Tasha & Tisha Ltd (T&T) is a company that specialises in online t-shirt selling. The company's unique selling point is its innovative and open design system. Anyone in the world can submit a design and if it is popular enough (i.e., gets enough votes), T&T will produce and market the t-shirt on its well-known website. The designer of each t-shirt is guaranteed a fixed percentage of each sale in return for their successful design work. Each t-shirt sells for K300. Designers get K50 from the sale of each t-shirt that they have designed. The website is so popular that the company's most successful t-shirt designers are able to make a living just by creating new designs for T&T. The company expects to produce and sell 100,000t-shirts this year, although there is total production capacity of 110,000 in the current factory setup. Fixed costs are K4,000,000 per year.

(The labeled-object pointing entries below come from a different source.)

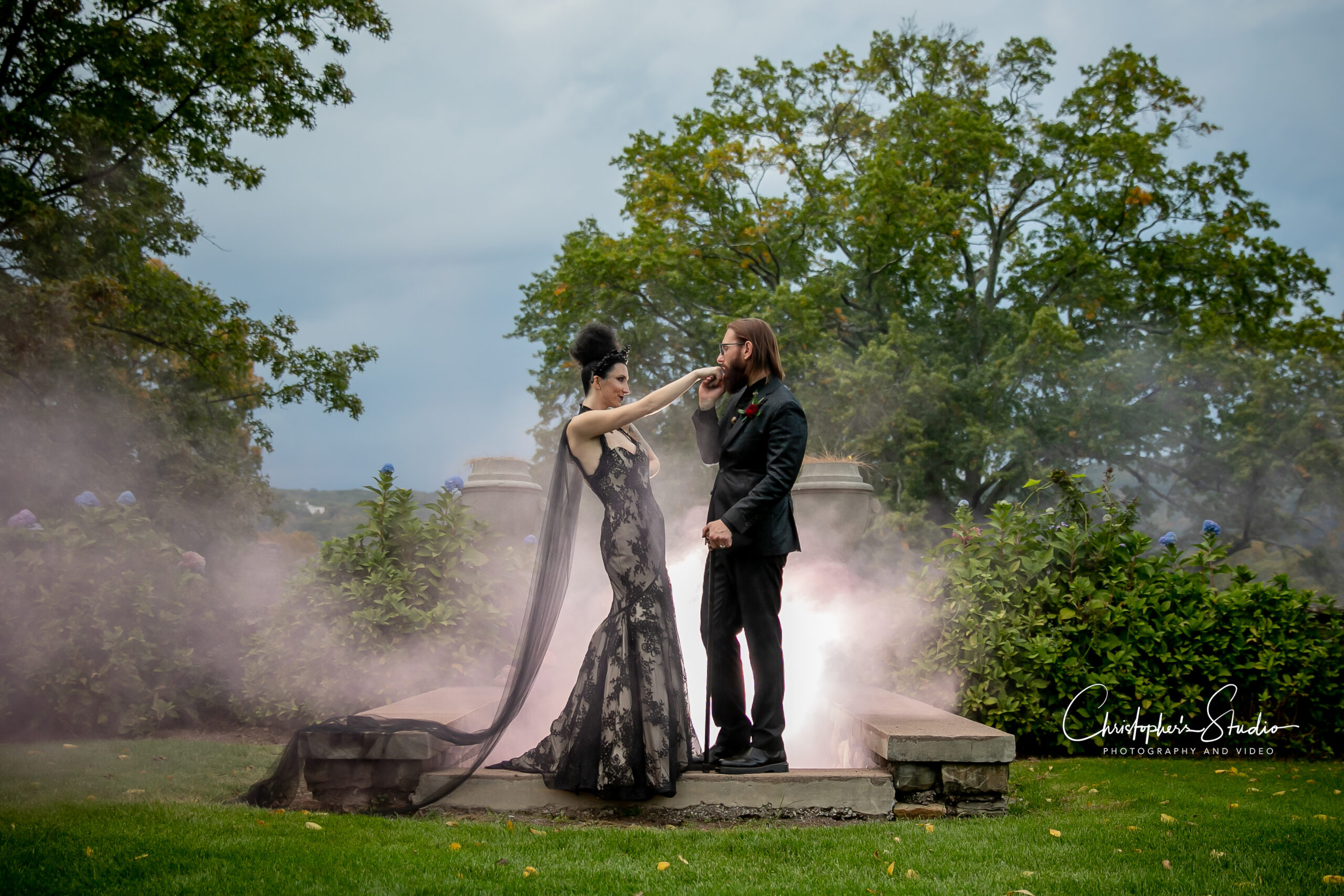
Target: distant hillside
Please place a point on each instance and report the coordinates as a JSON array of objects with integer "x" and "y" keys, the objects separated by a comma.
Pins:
[{"x": 326, "y": 515}]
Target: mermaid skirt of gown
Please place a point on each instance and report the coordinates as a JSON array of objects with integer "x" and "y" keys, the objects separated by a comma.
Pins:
[{"x": 625, "y": 731}]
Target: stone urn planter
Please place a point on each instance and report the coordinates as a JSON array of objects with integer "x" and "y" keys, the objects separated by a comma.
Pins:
[
  {"x": 832, "y": 507},
  {"x": 500, "y": 491}
]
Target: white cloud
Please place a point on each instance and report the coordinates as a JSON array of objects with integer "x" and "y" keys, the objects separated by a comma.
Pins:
[{"x": 481, "y": 133}]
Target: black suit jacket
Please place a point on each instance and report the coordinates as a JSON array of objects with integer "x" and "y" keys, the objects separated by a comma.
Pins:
[{"x": 759, "y": 461}]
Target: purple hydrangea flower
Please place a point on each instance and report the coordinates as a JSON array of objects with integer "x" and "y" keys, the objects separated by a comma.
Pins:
[{"x": 23, "y": 518}]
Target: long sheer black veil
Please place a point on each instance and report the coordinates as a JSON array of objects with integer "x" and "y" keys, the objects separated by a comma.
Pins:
[{"x": 546, "y": 596}]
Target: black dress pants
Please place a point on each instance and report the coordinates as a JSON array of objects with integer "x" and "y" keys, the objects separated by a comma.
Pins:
[{"x": 742, "y": 594}]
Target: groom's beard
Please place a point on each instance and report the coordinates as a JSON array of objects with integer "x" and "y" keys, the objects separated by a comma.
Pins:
[{"x": 736, "y": 378}]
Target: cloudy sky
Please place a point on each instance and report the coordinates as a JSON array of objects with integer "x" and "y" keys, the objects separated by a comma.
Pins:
[{"x": 483, "y": 132}]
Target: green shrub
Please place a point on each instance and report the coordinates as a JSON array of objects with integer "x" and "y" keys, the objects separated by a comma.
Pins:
[
  {"x": 102, "y": 630},
  {"x": 1031, "y": 606},
  {"x": 401, "y": 606}
]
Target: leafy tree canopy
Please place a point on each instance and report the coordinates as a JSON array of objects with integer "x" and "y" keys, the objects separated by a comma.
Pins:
[
  {"x": 971, "y": 291},
  {"x": 114, "y": 373}
]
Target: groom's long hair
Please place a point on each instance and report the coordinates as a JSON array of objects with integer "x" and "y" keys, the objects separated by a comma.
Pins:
[{"x": 765, "y": 349}]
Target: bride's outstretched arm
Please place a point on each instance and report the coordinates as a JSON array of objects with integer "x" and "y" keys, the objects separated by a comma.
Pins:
[{"x": 588, "y": 426}]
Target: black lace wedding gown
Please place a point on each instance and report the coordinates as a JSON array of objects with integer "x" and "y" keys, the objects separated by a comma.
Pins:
[{"x": 625, "y": 733}]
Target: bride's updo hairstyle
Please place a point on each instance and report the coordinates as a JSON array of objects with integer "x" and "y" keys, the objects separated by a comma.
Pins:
[{"x": 597, "y": 352}]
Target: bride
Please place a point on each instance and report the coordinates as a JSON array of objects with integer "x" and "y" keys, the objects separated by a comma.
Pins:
[{"x": 625, "y": 733}]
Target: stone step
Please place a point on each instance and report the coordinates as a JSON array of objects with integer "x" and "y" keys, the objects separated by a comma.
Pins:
[
  {"x": 898, "y": 729},
  {"x": 800, "y": 792}
]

The direct costs of production are K245.00 per t-shirt (this includes K50 paid to the designers, the purchase o: 'unfinished' t-shirts from a Chinese supplier, factory floor staff, dies, paints, postage, etc.).
Oliver Chisha, the Operations Manager, is examining a proposal put forward by the company's CEO to buy in a new automated screen-printing machine that links with new design software. This would enable a new design and manufacturing process capable of producing very large runs of custom designs. The quality would also greatly improve. Production capacity could be increased to 200,000 t-shirts per year. There are very large overheads associated with the purchase of the new machine and IT system, especially the high cost of financing these purchases. Total fixed costs would double to K8,000,000 per year. Savings would be made by reducing the number of factory workers directly employed in the manufacturing process. Some of these savings would then be used to purchase in higher priced and higher quality unfinished t-shirts. Direct costs of production would decrease to K175.00 per t-shirt. Research from the marketing department indicates that higher quality t-shirts, higher quality designs and a price reduction to K250 would increase the demand for T&T by 50 per cent to 150,000 t-shirts per year.
Required:
(a) Construct a break-even graph (use of e-graphs is allowed) to represent the current data, identifying the break-even level of production and the margin of margin
(b) Management has decided that the return on capital employed should be at least 15%. In the case of current figures, the net profit would need to be at least K2,000,000 to achieve this. Calculate the output needed if a profit target of K2,000,000 is included
(c) Calculate the following:
The break-even level of output associated with the new production system
The margin of safety associated with the new production system
The profit associated with the current system of production
The profit associated with the new production system
(d) Based on financial and non-financial factors, advise the firm as to whether it should remain as it is or to adopt the new design and production system. You should include an evaluation of the advantages and limitations of break-even analysis in your answer.